Date of this Version

Spring 2010

Citation

Great Plains Quarterly 30:3 (Spring 2010).

Comments

Copyright © 2010 Center for Great Plains Studies, University of Nebraska.

Abstract

What appears to be another book exploring the broken treaty relationships of the United States and Canadian federal governments turns out to be nothing of the sort. In challenging the long-honored "broken treaties tradition," Jill St. Germain has written a groundbreaking and welcome revision of the history of treaty and reservation-making on both sides of the United States-Canadian border.
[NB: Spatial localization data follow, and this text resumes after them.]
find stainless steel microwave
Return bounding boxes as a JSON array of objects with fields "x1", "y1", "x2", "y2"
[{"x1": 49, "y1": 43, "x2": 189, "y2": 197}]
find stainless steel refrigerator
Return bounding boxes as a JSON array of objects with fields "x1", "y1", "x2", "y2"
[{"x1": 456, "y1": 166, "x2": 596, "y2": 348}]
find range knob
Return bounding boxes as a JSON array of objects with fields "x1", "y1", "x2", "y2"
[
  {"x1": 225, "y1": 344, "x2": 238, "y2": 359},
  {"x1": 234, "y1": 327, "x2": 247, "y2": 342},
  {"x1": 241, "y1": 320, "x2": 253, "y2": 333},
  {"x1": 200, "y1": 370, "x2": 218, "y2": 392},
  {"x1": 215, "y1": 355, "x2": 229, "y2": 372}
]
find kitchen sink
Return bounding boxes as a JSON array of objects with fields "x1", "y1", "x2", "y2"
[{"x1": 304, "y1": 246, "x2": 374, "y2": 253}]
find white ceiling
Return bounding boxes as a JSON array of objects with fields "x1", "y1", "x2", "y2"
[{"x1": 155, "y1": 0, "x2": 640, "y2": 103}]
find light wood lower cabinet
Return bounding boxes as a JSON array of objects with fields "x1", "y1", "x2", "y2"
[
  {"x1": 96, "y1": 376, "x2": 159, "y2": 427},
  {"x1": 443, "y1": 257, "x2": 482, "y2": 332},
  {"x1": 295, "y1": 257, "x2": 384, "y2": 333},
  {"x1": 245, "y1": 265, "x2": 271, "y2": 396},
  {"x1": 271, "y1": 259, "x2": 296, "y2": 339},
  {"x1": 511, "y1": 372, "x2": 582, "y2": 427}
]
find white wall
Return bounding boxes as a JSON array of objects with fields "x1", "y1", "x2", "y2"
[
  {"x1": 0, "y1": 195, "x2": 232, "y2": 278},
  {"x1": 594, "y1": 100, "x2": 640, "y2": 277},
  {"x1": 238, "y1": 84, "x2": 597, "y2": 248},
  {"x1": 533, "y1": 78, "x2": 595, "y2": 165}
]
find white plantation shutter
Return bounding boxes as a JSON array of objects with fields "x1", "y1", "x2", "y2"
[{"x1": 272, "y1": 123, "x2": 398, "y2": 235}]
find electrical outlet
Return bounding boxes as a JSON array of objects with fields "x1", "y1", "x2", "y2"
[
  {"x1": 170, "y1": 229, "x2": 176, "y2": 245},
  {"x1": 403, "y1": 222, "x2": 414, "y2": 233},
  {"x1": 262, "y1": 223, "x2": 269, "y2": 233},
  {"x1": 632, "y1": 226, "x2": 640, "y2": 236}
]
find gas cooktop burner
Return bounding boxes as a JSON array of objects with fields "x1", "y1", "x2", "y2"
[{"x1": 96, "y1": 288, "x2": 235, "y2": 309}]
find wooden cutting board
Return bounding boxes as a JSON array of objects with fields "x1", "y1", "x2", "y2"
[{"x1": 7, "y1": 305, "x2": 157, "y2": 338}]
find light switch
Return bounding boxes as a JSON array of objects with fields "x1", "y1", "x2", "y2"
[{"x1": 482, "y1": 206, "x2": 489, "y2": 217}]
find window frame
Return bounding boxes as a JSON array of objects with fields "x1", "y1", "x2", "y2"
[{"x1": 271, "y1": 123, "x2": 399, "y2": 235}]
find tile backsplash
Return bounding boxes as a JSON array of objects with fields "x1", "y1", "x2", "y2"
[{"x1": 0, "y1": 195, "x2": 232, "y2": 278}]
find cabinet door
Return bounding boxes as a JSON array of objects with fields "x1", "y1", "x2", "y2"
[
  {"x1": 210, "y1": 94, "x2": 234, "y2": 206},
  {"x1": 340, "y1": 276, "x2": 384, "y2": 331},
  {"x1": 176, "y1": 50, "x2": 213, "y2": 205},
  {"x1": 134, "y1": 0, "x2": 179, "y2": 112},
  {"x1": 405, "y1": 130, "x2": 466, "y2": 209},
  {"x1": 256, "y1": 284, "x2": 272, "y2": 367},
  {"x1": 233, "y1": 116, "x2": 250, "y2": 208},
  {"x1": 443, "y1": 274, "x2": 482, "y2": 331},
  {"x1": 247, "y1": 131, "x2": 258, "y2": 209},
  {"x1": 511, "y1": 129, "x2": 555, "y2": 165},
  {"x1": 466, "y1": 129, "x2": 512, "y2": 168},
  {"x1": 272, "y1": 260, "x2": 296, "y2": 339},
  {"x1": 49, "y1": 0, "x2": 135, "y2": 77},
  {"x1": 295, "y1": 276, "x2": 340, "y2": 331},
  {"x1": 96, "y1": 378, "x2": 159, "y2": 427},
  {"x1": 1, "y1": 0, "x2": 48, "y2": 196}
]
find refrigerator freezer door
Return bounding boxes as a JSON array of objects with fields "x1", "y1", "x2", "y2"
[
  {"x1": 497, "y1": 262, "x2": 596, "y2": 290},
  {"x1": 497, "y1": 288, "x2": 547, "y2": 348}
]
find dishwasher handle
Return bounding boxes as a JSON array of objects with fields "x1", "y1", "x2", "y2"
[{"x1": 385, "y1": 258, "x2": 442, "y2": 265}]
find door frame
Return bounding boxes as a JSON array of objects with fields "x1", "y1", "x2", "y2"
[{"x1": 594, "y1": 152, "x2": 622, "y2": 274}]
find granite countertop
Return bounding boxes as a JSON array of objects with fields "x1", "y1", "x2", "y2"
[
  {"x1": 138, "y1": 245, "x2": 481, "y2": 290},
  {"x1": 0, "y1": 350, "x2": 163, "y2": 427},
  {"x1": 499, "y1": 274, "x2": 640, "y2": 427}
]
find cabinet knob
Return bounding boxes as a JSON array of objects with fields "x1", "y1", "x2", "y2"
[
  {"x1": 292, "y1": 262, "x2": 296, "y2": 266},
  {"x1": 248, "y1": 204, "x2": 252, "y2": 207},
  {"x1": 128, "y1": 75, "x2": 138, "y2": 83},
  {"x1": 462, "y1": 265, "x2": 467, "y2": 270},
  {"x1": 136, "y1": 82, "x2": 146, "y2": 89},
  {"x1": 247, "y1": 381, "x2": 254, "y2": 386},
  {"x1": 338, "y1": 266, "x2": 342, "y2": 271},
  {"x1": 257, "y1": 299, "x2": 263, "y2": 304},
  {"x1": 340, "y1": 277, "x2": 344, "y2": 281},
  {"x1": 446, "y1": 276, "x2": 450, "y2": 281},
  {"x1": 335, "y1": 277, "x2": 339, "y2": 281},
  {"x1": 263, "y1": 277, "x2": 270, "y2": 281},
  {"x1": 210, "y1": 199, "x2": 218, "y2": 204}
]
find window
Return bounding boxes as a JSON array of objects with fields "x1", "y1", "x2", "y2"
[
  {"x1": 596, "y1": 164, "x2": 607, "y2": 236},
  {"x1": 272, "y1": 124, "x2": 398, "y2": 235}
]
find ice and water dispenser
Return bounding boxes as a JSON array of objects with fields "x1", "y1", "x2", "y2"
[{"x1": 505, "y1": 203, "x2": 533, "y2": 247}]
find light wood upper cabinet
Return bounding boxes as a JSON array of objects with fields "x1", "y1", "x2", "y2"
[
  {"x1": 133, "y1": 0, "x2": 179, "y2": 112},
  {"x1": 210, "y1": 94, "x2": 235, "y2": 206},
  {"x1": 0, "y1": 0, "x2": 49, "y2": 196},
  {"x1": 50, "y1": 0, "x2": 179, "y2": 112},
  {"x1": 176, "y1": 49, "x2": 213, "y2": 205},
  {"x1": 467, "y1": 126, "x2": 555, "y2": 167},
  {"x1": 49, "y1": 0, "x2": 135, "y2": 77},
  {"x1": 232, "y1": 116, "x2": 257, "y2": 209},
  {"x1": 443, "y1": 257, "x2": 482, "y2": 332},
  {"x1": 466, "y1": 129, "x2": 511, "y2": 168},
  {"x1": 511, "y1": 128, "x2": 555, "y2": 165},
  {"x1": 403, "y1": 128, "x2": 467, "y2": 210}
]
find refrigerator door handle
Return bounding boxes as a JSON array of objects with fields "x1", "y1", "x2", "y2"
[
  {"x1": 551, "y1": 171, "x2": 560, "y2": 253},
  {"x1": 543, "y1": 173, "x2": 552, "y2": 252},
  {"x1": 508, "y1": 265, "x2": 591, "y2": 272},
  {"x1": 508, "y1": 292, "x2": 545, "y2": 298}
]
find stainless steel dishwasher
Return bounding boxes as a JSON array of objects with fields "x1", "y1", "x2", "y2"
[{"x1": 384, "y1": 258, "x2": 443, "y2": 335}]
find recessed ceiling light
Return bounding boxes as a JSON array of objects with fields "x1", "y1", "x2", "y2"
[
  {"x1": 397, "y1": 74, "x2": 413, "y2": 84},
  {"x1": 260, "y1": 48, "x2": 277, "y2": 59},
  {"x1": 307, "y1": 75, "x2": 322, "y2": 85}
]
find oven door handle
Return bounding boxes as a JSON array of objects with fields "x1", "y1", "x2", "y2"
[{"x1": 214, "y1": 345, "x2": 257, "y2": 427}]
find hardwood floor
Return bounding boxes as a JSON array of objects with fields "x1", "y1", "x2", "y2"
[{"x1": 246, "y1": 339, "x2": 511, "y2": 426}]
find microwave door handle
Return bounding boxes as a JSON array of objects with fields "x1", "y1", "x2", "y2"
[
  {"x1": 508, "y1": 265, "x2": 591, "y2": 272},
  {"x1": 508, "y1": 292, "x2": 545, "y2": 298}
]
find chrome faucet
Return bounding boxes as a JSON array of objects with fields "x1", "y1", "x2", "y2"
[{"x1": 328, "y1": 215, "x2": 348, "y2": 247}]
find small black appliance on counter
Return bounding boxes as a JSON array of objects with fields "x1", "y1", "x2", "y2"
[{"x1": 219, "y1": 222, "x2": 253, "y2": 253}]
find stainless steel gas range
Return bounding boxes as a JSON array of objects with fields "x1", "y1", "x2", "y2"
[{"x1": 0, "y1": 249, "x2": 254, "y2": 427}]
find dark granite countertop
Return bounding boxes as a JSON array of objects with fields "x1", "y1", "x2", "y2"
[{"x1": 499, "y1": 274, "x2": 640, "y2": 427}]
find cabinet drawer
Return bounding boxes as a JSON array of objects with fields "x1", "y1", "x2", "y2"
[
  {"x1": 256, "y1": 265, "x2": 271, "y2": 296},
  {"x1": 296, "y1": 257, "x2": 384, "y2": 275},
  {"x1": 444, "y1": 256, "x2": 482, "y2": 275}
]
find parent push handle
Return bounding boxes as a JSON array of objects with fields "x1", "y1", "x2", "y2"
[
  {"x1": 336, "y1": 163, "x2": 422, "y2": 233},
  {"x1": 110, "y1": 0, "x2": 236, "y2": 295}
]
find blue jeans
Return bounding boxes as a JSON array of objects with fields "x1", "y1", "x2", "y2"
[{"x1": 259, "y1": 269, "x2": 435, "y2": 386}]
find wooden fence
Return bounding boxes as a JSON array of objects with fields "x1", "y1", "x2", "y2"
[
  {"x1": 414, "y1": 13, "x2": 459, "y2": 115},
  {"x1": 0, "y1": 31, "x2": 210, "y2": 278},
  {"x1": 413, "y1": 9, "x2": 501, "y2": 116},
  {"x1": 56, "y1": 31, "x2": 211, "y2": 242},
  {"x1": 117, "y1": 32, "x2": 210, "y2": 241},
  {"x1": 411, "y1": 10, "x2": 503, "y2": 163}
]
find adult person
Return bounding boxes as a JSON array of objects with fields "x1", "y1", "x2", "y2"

Using a fresh, comparative approach to the analysis of federal records and the manuscript collections of federal Indian agents and officials, St. Germain focuses on the implementation of the Treaty of 1868 between the United States and the Lakota Sioux, and Treaty Six between Canada and the Plains Cree. Signed only eight years apart and emerging from the Plains West, both treaties stand as "exemplars of the broken treaties tradition." In the United States the broken treaties philosophy "proved a useful tool in the advancement of an Indian reform agenda" that emphasized policies made in Washington over bilateral treaty relations. This approach-in practice, in Congress, and in the subsequent historical record-accentuated the role of policymakers and Indian agents and de-emphasized tribal agency and treaty rights. "The underlying premise of the broken treaties tradition," St. Germain asserts, was "that such agreements were in effect meaningless given the unrepentant u.s. habit of breaking them." In Canada, an "inverted broken treaties" tradition evolved in which noncompliant tribal groups were viewed as aberrations and malcontents within a treaty system consistently upheld by the government.